All das waren Indizien für eine gesellschaftliche Schizophrenie, die Lenny Bruce als der Analytiker der Nation für sich auszunutzen wußte, bis er schließlich ein bißchen zu bekannt wurde und er vom Radar derjenigen erfaßt Ehrenwurde, die über Sitte und Anstand wachten. Plötzlich saßen Beamte in seiner Show und machten sich Notizen, wie oft er »cocksucker«, »motherfucker«, »fuck« oder »cunt« sagte. Dann trat der Cop vor Gericht auf, das noch nie von Lenny Bruce gehört hatte und sagte: »Ich erinnere mich nicht an den ganzen Auftritt, Euer , aber ich machte mir die folgenden Notizen ... Da wäre also: ›Katholik‹, ›Arschloch‹, ›Scheiße‹, ›im Park‹, ›Titten‹ ... ›Juden‹. Das ist alles, woran ich mich erinnere, aber das ist der generelle Tenor der Show.«
Das erste Mal passierte es 1961 in San Francisco, und plötzlich hatte Lenny Bruce eine Menge ernsthafte Probleme am Hals, denn auch den Veranstaltern konnte die Lizenz entzogen werden, wenn auf der Bühne ein ungehöriges Wort fiel.
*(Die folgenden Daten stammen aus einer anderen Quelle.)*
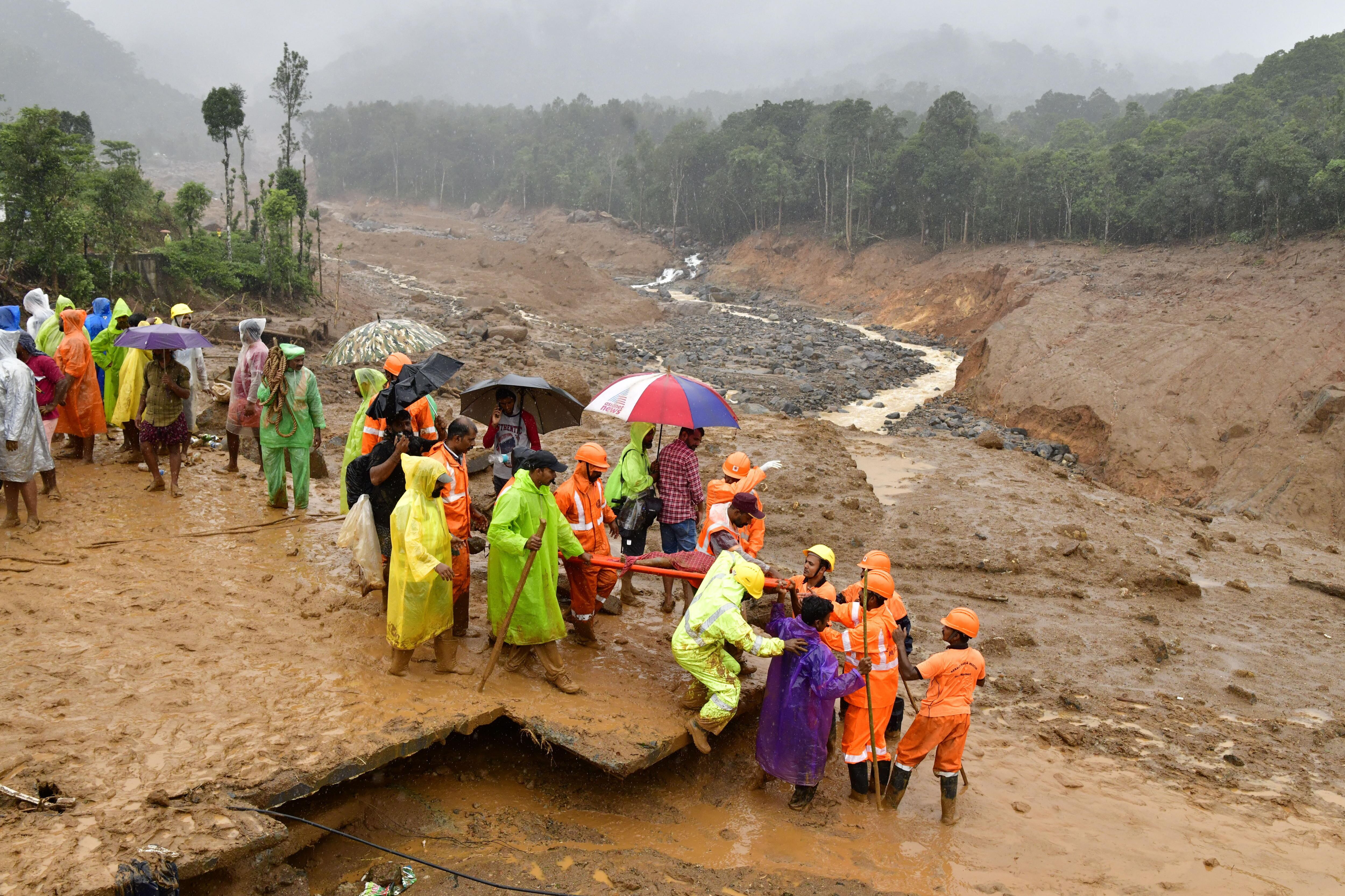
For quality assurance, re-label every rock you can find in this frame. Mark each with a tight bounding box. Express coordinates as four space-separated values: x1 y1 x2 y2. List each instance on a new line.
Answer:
975 429 1005 451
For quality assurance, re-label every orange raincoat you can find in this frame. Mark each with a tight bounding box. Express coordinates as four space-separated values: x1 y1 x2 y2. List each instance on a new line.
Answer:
56 308 108 439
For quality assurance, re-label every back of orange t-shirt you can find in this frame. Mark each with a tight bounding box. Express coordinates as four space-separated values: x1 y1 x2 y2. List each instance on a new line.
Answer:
916 647 986 719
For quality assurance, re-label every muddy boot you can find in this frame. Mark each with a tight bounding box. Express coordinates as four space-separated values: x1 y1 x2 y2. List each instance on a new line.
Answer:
888 766 911 809
939 775 958 825
434 632 472 675
686 719 710 753
387 647 416 678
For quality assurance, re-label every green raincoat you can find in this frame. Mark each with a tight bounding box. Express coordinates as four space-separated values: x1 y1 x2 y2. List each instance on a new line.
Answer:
603 422 654 507
91 299 130 426
340 367 387 514
486 471 584 646
387 457 455 650
38 296 79 358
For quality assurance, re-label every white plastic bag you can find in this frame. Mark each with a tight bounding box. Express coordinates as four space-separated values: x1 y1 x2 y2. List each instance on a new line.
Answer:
336 495 383 585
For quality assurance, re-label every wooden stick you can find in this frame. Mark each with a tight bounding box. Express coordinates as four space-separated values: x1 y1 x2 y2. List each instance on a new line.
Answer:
476 519 546 693
859 569 882 813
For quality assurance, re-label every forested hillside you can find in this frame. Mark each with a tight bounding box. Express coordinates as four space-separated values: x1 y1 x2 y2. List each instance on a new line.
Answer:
307 32 1345 248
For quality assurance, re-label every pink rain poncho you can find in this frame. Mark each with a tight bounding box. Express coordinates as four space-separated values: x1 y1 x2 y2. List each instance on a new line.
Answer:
225 318 266 437
757 604 863 787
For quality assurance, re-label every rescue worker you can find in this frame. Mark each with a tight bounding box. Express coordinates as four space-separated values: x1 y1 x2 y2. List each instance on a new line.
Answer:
837 550 915 735
425 417 490 638
486 451 589 694
672 549 808 753
892 607 986 825
359 351 438 455
555 441 616 644
705 451 781 557
822 570 901 802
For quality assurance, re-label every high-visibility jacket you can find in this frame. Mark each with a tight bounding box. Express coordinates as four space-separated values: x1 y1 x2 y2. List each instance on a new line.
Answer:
695 504 746 556
425 443 472 539
822 601 905 706
555 474 616 557
705 467 765 557
359 396 438 455
672 550 784 658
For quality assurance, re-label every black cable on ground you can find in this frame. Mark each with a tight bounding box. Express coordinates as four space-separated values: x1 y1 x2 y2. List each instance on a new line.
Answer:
227 806 572 896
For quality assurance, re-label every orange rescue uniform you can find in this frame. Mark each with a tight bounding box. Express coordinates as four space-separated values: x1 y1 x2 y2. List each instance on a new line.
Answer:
705 467 765 557
555 474 617 621
897 647 986 776
822 603 904 764
359 396 438 455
Das inspirierte Lenny Bruce zu einem lustigen Sketch: Leider gäbe es da ein Wort, das er auf der Bühne nicht sagen dürfe, und während der Besitzer der Bar wahrscheinlich schon Blut und Wasser schwitzte, verließ Lenny Bruce die Bühne, nahm das Mikro mit einem entsprechend langen Kabel mit nach draußen und sagte dann »Fuck«. Das Publikum fand das lustig, verhaftet wurde er trotzdem.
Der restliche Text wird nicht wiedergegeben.